Details released on cameras





by BRIAN NADIG

A proposal to install red light cameras at the intersection of Foster Avenue and Northwest Highway and at Milwaukee and Central avenues would be part of a plan to improve traffic flow and safety within a two-block area that has five signalized intersections.

Details of the proposal were released at a June 14 community meeting which the city Department of Transportation held at the Copernicus Center, 5216 W. Lawrence Ave. The cameras would be installed for traffic traveling south on Central at Milwaukee, southeast on Milwaukee at Central, east on Foster at Northwest Highway and southeast on Northwest Highway at Foster.

Eight area residents and eight members of a group that opposes all red light cameras in the city attended the meeting, according transportation spokeswoman Susan Hofer.

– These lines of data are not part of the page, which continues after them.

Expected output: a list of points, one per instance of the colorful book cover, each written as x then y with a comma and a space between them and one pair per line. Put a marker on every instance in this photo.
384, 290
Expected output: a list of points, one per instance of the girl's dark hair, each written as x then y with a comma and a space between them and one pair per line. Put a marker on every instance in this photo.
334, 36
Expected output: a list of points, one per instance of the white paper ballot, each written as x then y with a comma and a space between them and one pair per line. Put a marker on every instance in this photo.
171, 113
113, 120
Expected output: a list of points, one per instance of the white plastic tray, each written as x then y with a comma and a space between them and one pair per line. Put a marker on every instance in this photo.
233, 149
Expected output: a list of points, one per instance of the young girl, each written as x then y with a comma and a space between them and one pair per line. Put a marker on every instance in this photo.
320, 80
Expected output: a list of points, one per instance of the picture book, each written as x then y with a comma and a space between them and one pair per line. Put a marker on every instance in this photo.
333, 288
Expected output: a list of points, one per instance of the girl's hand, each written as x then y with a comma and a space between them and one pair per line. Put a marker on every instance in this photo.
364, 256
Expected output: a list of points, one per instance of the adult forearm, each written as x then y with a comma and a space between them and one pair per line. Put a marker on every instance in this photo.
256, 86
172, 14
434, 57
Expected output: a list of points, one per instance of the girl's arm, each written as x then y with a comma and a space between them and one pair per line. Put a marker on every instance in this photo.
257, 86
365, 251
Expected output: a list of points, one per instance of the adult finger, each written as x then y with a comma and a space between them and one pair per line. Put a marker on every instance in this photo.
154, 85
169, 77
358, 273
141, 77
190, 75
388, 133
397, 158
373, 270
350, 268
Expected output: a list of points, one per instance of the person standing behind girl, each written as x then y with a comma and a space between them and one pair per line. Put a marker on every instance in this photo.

There was a consensus among the residents that "something needs to be done" to reduce area congestion and to improve vehicle and pedestrian safety, but concerns were raised about the effectiveness of automated traffic enforcement cameras, Hofer said. The cameras would be removed if it were later determined that they were ineffective at those intersections if the department decides to proceed with the proposal, she said.

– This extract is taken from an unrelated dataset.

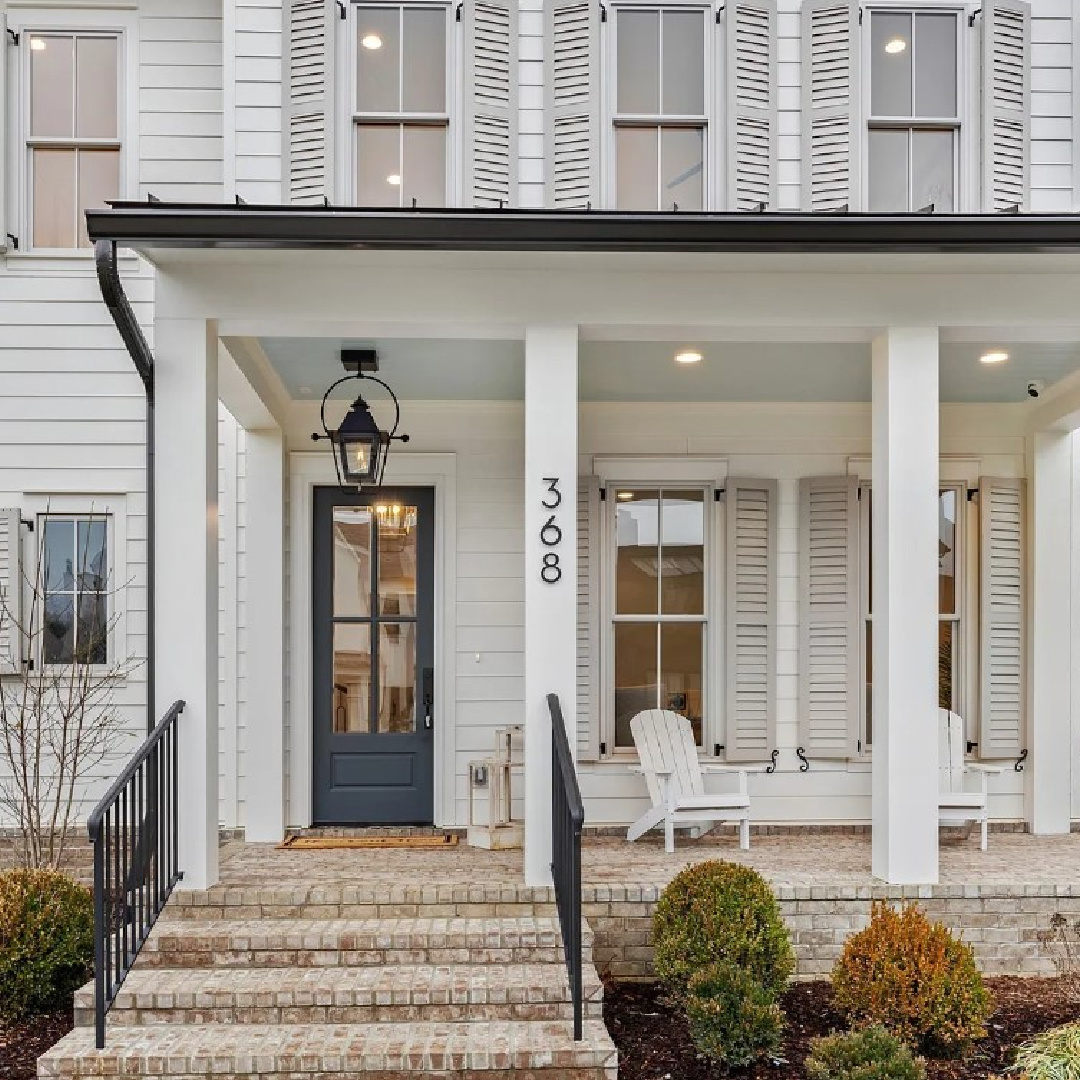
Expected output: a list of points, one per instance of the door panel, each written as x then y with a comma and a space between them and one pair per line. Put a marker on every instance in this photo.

The project would include improved coordination of the area’s traffic signals. "There’ll be better flow," Hofer said. "So that if you are going the correct speed, it won’t be red light, red light, red light."

Also, newer traffic signals with left-turn arrow capability may be installed as part of the project. Currently, the green light for southbound Milwaukee traffic at Foster activates several seconds earlier than for northbound traffic, but there is no arrow instructing vehicles in the left-turn lane that they can proceed.

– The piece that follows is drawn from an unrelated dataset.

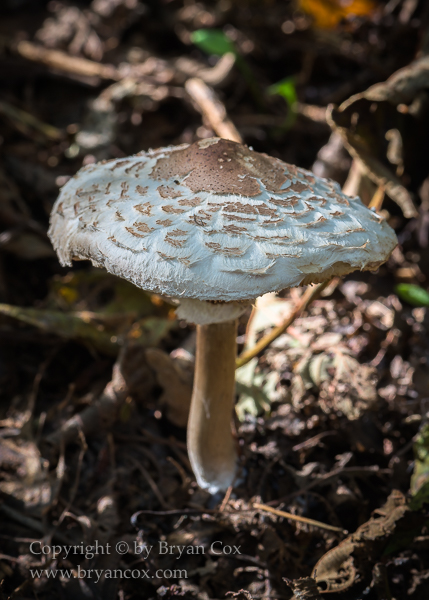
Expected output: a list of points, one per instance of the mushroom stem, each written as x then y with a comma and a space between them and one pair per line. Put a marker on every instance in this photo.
211, 447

Red light cameras are intended to prevent side-angle and turning crashes that often cause the most serious injuries, according to the department. Yellow lights are being extended at camera intersections to help prevent rear-end crashes due to sudden braking.

A study by the Northwestern University Transportation Center found that there was a 10-perent reduction in injury-causing accidents at intersections with cameras and a measurable spillover effect that improved safety at intersections without cameras.